There is no arguing that Android has made great strides these past few years, and the flagships toting the system have turned into hardware monsters of desktop-class power. Still, there are a few fronts left, where iOS beats Android, and this is usually the front of highly specialized, niche apps, which need to be developed with specific hardware in mind, in order to ensure flawless performance.
One such niche is audio processing and reproduction, more specifically – guitar signal processing – something that has reached quite the heights in development on iOS, has yet to even set foot in Android lands. Sure, there are some DJ apps that are making their way to Android these days, however, the platform is widely unpopular among developers of audio products due to the fact that Android has been infested with a lot of audio latency issues in the past (though, Google says Jelly Bean added ways for developers to fix those) and the fact that the OS spans across so many different hardware configurations that it's virtually impossible to guarantee flawless (or any type of) performance, unless the developer partners up with one specific manufacturer and only builds a program for a specific set of phones.
So, which Android handset manufacturer is better to team up with, if not Samsung? The South Korea-based ODM definitely builds the flagships that can deliver the heavy hardware punch, needed to run such a processing-heavy app, and it has its own Galaxy Store, ensuring the app would be hosted in its own ecosystem. So, IK Multimedia – the company who was first to bring guitar signal processing to iPhone – seems to have closed a deal with Sammy to do exactly that – be the pioneer to bring portable solutions for guitarists to Android.

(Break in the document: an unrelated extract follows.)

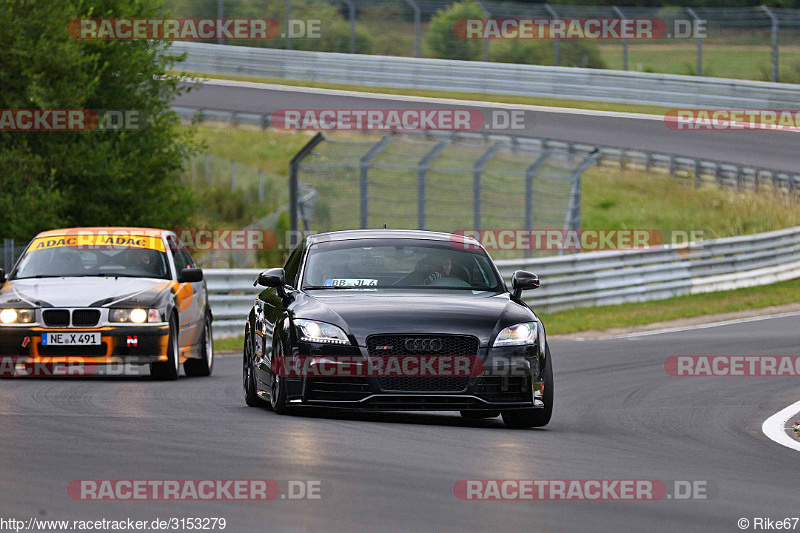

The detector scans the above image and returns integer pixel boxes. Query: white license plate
[42,332,100,346]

Samsung has teased this for quite a while, before IK Multimedia finally spilled the beans. The first time we noticed something might be going on was when we watched Sammy's live Unpacked 2.0 event, which had a live band playing, and each instrument was connected to a Galaxy Note 3, instead of an amp, for example. Then, when Samsung announced the Galaxy Gifts, which each new Note 4 owner would receive, we noticed an AmpliTube LE app in the list – something that shouldn't be seen on an Android device. So it was only a matter of time.